5 知床
二人が乗った車は、知床を目指して走っている。
朝食のレストラン会場から見えたサロマ湖は、湖面にうっすらと霧が掛り、空はどんよりと曇っていた。それは水墨画のように幻想的で、前日とはまた違った一面を見る事が出来た。
サロマ湖を出発して、網走の市内を抜け、小清水の原生花園辺りに差し掛かると、雲は次第に薄くなり、青空が広がり始めた。
車はどこまでも続いて行きそうな直線道路を走り抜け、斜里から知床半島へと入って行く。
「昨日の夜、フロントのお兄さんに羅臼の宿を薦められたの…… お料理が自慢の宿らしいわ、カニが目玉なんだって……」
健一は、渚の旅に計画性がない事を知る。
予め決めた土地を予定通り訪れるのではなく、訪れた土地で出会った人に薦められたところを渡り歩いていく。それが渚の旅のスタイルだった。
『どこがお勧めか?』と尋ねられた人は、何かしら自分に縁のあるところを紹介するものだ。
渚はそれを狙っている。自らが選んだ場所を訪れるのではなく、人づてに縁を辿って旅の進路を決めていく。それが渚の旅のスタイルなのだ。
渚は宗谷岬の宿で、以前アルバイトをしていた若者が、サロマ湖のリゾートホテルに勤めている、という話を聞かされた。それで前夜はサロマ湖へ宿泊した。そしてその若者の紹介で、今晩は羅臼の宿を手配して貰っている。どこへ行くのかよりも、誰に会うのか、という事が渚にとっては大切なのだ。
車内の二人は、昨日とはうって変わって話が弾んだ。
渚の事情を聞いた健一が心を開き、問いかけに応じるようになったからだ。
話しをするようになった健一は、渚の体調を心配している。このまま旅を続けていっても良いのだろうか、と不安を抱えていた。
右手に痺れがあること、それから視野が狭い事、それはこれまで接してきて、気付かない症状だった。でも、ブッフェの時、一皿ずつ何度も料理を取りに行っていたことや、ワッカネイチャーでレンタサイクルではなく、馬車を選んだこと、それに助手席でしきりに右手をさするのは、全て病気のせいだったのかと思うと、合点が行く。

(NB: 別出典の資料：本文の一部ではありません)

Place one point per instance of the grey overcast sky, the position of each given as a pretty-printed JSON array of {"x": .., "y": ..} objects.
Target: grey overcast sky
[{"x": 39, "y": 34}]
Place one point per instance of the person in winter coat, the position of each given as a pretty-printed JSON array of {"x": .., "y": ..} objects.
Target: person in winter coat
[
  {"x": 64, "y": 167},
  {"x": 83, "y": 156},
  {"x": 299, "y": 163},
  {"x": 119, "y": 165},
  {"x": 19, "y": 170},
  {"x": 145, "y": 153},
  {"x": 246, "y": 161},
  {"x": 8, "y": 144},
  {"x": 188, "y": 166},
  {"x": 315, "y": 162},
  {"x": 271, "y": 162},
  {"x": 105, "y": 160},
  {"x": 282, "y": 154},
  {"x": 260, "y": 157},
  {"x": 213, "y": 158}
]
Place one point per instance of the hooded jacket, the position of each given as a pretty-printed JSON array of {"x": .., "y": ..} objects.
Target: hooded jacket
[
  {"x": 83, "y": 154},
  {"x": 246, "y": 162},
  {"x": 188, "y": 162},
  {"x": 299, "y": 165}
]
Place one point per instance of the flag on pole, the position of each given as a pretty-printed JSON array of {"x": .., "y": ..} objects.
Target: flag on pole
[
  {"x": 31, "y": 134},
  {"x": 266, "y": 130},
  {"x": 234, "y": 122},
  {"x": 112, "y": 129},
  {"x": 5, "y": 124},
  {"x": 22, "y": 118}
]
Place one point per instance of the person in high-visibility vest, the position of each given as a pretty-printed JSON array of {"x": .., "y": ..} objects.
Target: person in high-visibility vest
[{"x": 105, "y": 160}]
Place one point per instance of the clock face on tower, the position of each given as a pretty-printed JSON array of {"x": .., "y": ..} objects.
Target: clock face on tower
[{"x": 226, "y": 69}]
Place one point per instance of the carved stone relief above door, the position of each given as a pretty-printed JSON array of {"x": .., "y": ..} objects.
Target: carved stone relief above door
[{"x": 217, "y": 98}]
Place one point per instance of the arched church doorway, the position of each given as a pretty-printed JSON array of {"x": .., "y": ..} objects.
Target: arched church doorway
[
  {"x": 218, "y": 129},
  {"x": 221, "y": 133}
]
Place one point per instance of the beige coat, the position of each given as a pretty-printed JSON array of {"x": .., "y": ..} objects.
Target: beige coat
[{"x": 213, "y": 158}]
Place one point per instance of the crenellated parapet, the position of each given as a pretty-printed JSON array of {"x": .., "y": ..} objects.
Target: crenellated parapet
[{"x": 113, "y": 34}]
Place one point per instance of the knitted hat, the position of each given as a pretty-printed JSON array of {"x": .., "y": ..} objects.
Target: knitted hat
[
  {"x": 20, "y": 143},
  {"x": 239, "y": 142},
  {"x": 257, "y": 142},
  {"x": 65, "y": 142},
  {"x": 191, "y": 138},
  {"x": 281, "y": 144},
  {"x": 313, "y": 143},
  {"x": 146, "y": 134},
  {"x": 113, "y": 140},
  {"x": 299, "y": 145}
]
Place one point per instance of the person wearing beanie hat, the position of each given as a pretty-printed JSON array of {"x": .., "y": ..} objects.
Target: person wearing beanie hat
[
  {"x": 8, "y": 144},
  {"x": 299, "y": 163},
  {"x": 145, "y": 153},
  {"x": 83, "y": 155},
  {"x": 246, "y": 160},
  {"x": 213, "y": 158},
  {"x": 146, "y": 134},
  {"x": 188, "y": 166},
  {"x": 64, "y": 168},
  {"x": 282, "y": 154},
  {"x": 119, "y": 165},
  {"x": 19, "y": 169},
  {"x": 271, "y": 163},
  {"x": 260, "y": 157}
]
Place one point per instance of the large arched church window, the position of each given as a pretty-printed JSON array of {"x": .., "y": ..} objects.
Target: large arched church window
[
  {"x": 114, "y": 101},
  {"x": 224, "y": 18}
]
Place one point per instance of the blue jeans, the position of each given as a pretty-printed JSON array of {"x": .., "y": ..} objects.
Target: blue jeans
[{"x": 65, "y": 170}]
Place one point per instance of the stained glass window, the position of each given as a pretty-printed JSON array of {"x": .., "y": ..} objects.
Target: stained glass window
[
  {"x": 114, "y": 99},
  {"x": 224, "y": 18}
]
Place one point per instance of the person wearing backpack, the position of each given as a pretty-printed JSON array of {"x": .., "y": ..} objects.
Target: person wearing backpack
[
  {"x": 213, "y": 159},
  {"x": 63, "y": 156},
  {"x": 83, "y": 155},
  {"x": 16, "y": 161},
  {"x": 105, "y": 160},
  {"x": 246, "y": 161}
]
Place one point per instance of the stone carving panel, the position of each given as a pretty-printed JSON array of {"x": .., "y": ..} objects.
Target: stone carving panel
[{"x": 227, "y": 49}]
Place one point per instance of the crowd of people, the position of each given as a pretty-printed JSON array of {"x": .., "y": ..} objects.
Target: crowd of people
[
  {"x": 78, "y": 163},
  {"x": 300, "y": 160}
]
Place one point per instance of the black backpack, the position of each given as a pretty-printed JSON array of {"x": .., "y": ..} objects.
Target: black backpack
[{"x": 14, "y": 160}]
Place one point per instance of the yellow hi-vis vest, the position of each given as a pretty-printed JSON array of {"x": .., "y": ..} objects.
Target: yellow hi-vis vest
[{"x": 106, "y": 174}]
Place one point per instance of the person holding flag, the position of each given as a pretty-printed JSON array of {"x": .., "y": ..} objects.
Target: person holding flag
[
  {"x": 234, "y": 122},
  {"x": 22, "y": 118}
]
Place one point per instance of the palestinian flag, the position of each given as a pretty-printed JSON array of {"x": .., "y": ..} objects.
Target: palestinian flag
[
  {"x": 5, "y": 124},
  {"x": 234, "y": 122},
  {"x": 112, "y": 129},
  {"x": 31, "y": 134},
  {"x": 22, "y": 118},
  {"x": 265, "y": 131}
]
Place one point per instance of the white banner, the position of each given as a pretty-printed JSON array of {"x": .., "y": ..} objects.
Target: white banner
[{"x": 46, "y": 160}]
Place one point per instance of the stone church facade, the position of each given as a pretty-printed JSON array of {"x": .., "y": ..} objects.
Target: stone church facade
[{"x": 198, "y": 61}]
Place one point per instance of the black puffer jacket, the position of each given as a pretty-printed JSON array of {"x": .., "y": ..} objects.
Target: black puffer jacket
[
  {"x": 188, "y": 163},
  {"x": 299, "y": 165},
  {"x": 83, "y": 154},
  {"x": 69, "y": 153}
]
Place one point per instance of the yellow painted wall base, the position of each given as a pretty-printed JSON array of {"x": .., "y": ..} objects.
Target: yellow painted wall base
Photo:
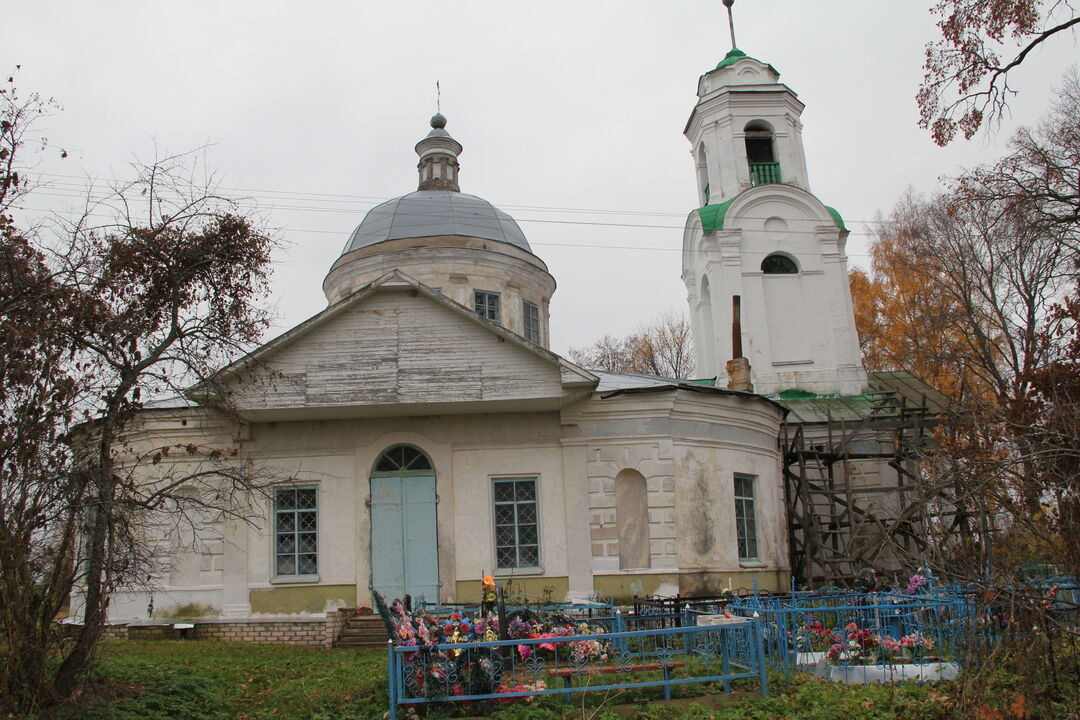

渚は出来るだけ症状を隠そうとしているのかもしれないが、ふとした瞬間に現れる、仕草の一つ一つが深刻さを孕んでいるように思える。こうしている間にも症状は進んでいるのかもしれない、一刻も早く旅を中止させて、病院へ連れて行くべきなのではないか、そんな思いが頭を過った。
ウトロまでやって来た二人は道の駅で昼食を取ることにした。海鮮丼を売りにしている店に入り、健一は鮭とイクラの親子丼を、渚はイクラとウニの二色丼をオーダーした。鮮やかな色をした具材は新鮮さを物語っているようで、丼から零れんばかりのボリュームも相まって、渚も、健一も、目を丸くした。
健一は、丼を抱え込むようにかきこみ、渚は、ひと口ひと口ゆっくりと食べた。渚は、右手でれんげを持っているのだが、その指先は、何とも頼りない。
いち早く食べ終えた健一は、渚が食べている様子をしげしげと見つめた。
昨日までは気にならなかった仕草が、いちいち気になって仕方がない。
健一の視線に気づいた渚は首を傾げ、「なにか、おかしい?」、と言うと、健一は視線を逸らして、「君が重い病気を患っているなんて……」、と小さく呟いた。
「そうだよね…… 美味しい物が食べられて、奇麗な景色が見られて、笑ってばかりいるのに……」
明るかった渚の表情が一瞬で曇る。
「やっぱり、怖いなぁ……」
渚は持っていたれんげを置き、丼をじっと見つめた。
健一には、これまでずっと笑顔だった渚の瞳の奥に陰が見えた気がした。
健一はその陰に光を当てる事が出来ないものかと頭を巡らせた。しかし大丈夫だ、などと無責任には言えないし、だからと言って、このままでは取り返しがつかない事になってしまう。この旅を早く終わらせて、病院へ行かせるべきなのだろうが、この旅が最後になってしまうかもしれない、という状況を慮ると、旅を止める様に言うのも憚られる。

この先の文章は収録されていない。